I am not writing this article for any kind of sympathy but because i've been keeping what i'm feeling inside my mind for so long and its become so nerve wracking.
You know how your mom should be your supporter and everything? Well mine didn't, in fact she was the cause of me worrying about my weight at such a young age. At the start of last year i was slightly overweight and thats when the comments had started, mum started telling me i look ugly and nothing looks good on me. That had continued for 3 months and the fact that my sisters were older than me but much thinner didn't help with my case. I got triggered after that, got obsessed with these insensible diets that would make me starve. After about 5 months i became a good 50 kilograms but i wasn't satisfied because by that time i had started following fitness models...
That was when i had developed anorexia nervosa. Every week i would starve myself and dehydrate myself which would result with me losing a kilogram each week which was way above normal. I started getting dizzy and having killer headaches. Then came the fasting and by that time i couldn't get out of bed anymore.

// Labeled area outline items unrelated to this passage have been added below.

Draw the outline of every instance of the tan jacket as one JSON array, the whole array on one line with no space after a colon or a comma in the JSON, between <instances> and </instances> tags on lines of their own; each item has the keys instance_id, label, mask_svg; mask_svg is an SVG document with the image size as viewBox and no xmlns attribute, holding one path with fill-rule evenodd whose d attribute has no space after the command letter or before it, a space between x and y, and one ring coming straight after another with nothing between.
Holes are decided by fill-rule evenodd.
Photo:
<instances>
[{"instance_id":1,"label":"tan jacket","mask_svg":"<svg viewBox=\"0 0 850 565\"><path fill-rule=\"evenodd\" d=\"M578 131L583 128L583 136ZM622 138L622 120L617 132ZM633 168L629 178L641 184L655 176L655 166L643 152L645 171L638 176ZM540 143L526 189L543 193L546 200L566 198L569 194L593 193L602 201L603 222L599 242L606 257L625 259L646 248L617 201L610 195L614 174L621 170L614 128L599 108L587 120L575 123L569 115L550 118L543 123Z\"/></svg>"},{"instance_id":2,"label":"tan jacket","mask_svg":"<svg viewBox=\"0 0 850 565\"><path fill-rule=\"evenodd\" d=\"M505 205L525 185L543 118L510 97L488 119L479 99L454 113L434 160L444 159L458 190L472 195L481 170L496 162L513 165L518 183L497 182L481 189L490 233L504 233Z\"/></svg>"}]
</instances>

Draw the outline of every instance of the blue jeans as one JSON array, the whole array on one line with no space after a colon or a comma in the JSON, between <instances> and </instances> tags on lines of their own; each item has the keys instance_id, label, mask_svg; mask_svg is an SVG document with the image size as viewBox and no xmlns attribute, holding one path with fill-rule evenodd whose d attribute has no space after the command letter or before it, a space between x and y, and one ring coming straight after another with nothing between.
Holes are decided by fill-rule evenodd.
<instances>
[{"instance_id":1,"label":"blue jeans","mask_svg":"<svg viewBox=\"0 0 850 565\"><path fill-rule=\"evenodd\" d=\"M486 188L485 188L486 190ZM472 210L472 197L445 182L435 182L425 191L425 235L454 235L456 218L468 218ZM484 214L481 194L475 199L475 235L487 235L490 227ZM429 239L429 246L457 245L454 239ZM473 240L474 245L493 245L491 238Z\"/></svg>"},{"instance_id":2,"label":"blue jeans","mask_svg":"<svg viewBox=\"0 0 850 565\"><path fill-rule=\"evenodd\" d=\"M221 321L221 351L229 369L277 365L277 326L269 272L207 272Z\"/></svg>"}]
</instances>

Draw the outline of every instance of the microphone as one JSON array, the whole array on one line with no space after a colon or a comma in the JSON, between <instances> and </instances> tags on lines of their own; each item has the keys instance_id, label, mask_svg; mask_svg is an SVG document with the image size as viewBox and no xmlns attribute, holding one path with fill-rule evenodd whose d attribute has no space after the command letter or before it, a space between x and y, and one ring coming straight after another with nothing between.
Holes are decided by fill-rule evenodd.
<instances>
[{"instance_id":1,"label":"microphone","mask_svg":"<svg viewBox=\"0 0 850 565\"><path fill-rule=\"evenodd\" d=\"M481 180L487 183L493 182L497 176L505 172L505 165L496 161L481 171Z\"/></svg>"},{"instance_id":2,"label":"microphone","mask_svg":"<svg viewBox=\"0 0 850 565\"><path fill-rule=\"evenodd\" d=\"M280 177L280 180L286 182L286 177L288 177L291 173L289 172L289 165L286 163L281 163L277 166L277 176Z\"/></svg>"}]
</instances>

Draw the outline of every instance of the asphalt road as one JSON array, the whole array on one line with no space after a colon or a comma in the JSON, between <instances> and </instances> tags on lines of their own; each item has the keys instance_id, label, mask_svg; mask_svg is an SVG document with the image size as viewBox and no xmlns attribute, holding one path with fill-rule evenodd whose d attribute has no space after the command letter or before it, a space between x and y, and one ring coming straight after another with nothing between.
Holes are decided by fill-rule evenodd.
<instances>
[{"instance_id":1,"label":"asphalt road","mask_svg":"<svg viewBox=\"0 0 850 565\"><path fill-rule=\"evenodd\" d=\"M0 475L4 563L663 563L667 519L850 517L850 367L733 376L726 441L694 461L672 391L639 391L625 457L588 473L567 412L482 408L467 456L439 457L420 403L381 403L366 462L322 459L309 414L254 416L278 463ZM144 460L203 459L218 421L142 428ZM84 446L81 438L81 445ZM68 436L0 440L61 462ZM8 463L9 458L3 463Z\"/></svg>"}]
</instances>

My parents realized the extreme weight loss and sent me to a doctor to check my hormones and condition. After she had analyzed everything, she told me the news that i've been too scared to accept and that was that i had an eating disorder and if i don't get back on track it would lead to me dying.
Its now 3 months later and am in better health but i still have those taunting thoughts every now and then. I look at my self everyday in the mirror and think about how anorexic i look. The bags under the eyes, the pale skin, my ribs showing and looking dead from outside. But, I'm recovering and hopefully soon.
May god be with everyone who's struggling with an eating disorder and i hope everyone stays safe from these mental issues sick or not.